---
tags:
- llama3
- alpaca
- grit
- lora
- qlora
- instruction-tuning
- fine-tuned
base_model: openlm-research/open_llama_3b_v2
library_name: peft
license: apache-2.0
datasets:
- tatsu-lab/alpaca
language:
- en
pipeline_tag: text-generation
---

# OpenLlama-3B-v2 Fine-tuned with GRIT and QLoRA

This model is a fine-tuned version of [openlm-research/open_llama_3b_v2](https://huggingface.co/openlm-research/open_llama_3b_v2) using the **GRIT** (Gradient Regularized Instruction Tuning) algorithm and **QLoRA** on the [Alpaca dataset](https://huggingface.co/datasets/tatsu-lab/alpaca).
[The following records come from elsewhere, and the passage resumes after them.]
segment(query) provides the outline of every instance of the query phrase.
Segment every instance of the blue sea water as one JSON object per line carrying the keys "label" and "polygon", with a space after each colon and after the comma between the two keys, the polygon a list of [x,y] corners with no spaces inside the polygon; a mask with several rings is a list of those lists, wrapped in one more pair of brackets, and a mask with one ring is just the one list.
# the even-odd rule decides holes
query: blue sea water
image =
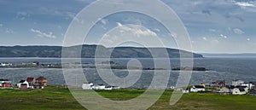
{"label": "blue sea water", "polygon": [[[126,66],[131,59],[111,59],[112,61],[119,65]],[[156,59],[159,61],[166,61],[166,59]],[[72,59],[71,59],[72,61]],[[83,63],[94,64],[94,59],[82,59]],[[107,60],[106,60],[107,61]],[[143,67],[154,67],[153,59],[138,59]],[[12,62],[14,64],[31,63],[39,61],[41,64],[57,64],[61,63],[60,58],[0,58],[0,62]],[[179,59],[171,59],[171,67],[179,66]],[[193,72],[189,84],[199,84],[201,83],[209,84],[215,80],[225,80],[227,84],[230,84],[234,79],[241,79],[246,82],[256,81],[256,58],[246,57],[209,57],[194,59],[194,67],[203,67],[208,69],[207,72]],[[98,75],[96,68],[83,68],[86,79],[94,84],[107,84]],[[127,70],[112,70],[114,74],[119,78],[125,78],[128,74]],[[132,72],[134,77],[137,72]],[[147,88],[149,86],[154,77],[154,70],[143,70],[139,80],[132,88]],[[131,76],[133,75],[131,74]],[[26,79],[27,77],[44,76],[48,79],[49,84],[65,84],[65,79],[61,68],[2,68],[0,67],[0,78],[7,78],[14,83],[19,82],[20,79]],[[179,72],[172,71],[168,87],[175,85],[178,78]],[[75,76],[74,81],[78,83],[84,82],[80,80],[80,77]],[[129,84],[127,84],[129,85]]]}

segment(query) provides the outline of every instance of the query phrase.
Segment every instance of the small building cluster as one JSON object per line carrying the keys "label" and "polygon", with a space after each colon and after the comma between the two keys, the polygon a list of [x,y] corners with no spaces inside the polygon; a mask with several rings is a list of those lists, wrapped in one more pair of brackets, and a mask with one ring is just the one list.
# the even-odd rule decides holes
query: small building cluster
{"label": "small building cluster", "polygon": [[10,63],[10,62],[2,62],[2,63],[0,63],[0,67],[11,67],[11,66],[13,66],[13,64]]}
{"label": "small building cluster", "polygon": [[26,80],[20,80],[17,86],[21,90],[44,89],[44,86],[47,86],[47,79],[43,76],[36,79],[34,78],[27,78]]}
{"label": "small building cluster", "polygon": [[0,88],[11,88],[12,82],[9,79],[0,79]]}
{"label": "small building cluster", "polygon": [[93,83],[84,83],[82,84],[84,90],[118,90],[120,89],[119,86],[106,86],[104,84],[94,85]]}
{"label": "small building cluster", "polygon": [[227,85],[224,80],[217,80],[209,85],[203,84],[193,85],[190,89],[182,90],[183,93],[190,92],[214,92],[223,95],[253,95],[256,96],[255,83],[246,83],[242,80],[233,80],[231,85]]}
The base model is quantized to 4-bit (NF4) to enable efficient fine-tuning.

## 🚀 Training Details

### GRIT Algorithm
- **K-FAC Updates**: Every 200 steps for second-order preconditioning
- **Neural Reprojection**: Every 500 steps for rank optimization
- **Optimized LoRA Modules**: attention + key MLP layers (as per design)
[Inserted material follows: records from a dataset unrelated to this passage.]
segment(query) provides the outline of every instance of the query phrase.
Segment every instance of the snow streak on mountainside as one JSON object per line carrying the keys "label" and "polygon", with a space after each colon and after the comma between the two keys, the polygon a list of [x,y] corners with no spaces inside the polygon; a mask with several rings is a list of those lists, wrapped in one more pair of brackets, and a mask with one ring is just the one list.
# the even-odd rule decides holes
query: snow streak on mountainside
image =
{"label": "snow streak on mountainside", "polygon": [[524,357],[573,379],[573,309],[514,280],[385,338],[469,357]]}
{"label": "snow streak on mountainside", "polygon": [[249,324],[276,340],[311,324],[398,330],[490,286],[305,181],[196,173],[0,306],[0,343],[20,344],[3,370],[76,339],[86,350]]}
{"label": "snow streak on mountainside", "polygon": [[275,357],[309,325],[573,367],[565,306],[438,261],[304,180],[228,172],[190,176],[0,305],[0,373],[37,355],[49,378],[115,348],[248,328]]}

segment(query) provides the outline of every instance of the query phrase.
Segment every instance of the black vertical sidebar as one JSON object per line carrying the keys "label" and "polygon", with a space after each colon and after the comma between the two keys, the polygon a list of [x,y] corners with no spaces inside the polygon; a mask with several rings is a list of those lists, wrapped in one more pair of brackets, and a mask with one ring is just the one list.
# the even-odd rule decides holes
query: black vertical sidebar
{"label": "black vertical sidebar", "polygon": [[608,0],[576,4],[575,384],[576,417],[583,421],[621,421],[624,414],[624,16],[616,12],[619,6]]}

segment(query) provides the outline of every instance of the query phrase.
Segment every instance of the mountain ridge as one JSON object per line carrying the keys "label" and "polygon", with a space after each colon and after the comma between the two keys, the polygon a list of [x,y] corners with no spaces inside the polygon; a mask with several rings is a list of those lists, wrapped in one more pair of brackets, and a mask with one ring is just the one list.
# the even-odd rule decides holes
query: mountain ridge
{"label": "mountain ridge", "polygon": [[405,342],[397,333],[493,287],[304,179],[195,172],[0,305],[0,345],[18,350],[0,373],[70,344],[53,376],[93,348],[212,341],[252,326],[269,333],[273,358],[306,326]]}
### Fine-tuning Configuration
- **Base Model**: OpenLlama 3B v2
- **Quantization**: 4-bit (NF4) with float16 compute
- **LoRA Rank**: 64  
- **LoRA Alpha**: 128  
- **Batch Size**: 16 (per device)  
- **Gradient Accumulation**: 4 (Effective batch = 64)  
- **Learning Rate**: 5.0e-05  
- **Precision**: bf16 mixed precision  
- **Sequence Length**: 512 tokens  
- **Gradient Checkpointing**: Enabled

### Performance Improvements
- ✅ **Faster Convergence**: K-FAC preconditioning aligns updates with curvature
- ✅ **Memory-Efficient**: 4-bit quantization (QLoRA) and gradient checkpointing used.
- ✅ **Efficient Training**: Utilizes `accelerate` for efficient training.

## 📊 Training Metrics
- **Total Steps**: 732
- **Final Training Loss**: 0.2282
- **Final Validation Loss**: 0.22849
- **BLEU (val)**: 0.2452
- **Trainable Params**: 42,598,400 (1.23% of total)

## 🏷️ Model Tags
- Instruction-tuned with GRIT and QLoRA
- GRIT-tuned Model
- 4-bit Quantized Model
- LoRA rank 64  
- Mixed precision (bf16)  
- Alpaca dataset fine-tuning  

## 📝 Algorithm Details
- **K-FAC Preconditioning** (Natural Gradient) and **Neural Reprojection** as per GRIT method
- **Memory Efficient**: Covariance matrices on CPU to reduce GPU load

## 🏆 Results
In benchmark comparisons, GRIT has shown **faster convergence and better stability** than standard LoRA or fine-tuning, making it well-suited for efficient single-epoch training.

## 📝 Citation
If you use this model, please cite:
```bibtex
@misc{grit-openllama-3b-alpaca,
  title={OpenLlama 3B v2 Fine-tuned with GRIT on Alpaca},
  author={Pritish92},
  year={2025},
  publisher={Hugging Face},
  url={https://huggingface.co/Pritish92/open-llama-3b-v2-grit-alpaca}
}
```

## ⚖️ License
This model inherits the Apache 2.0 license.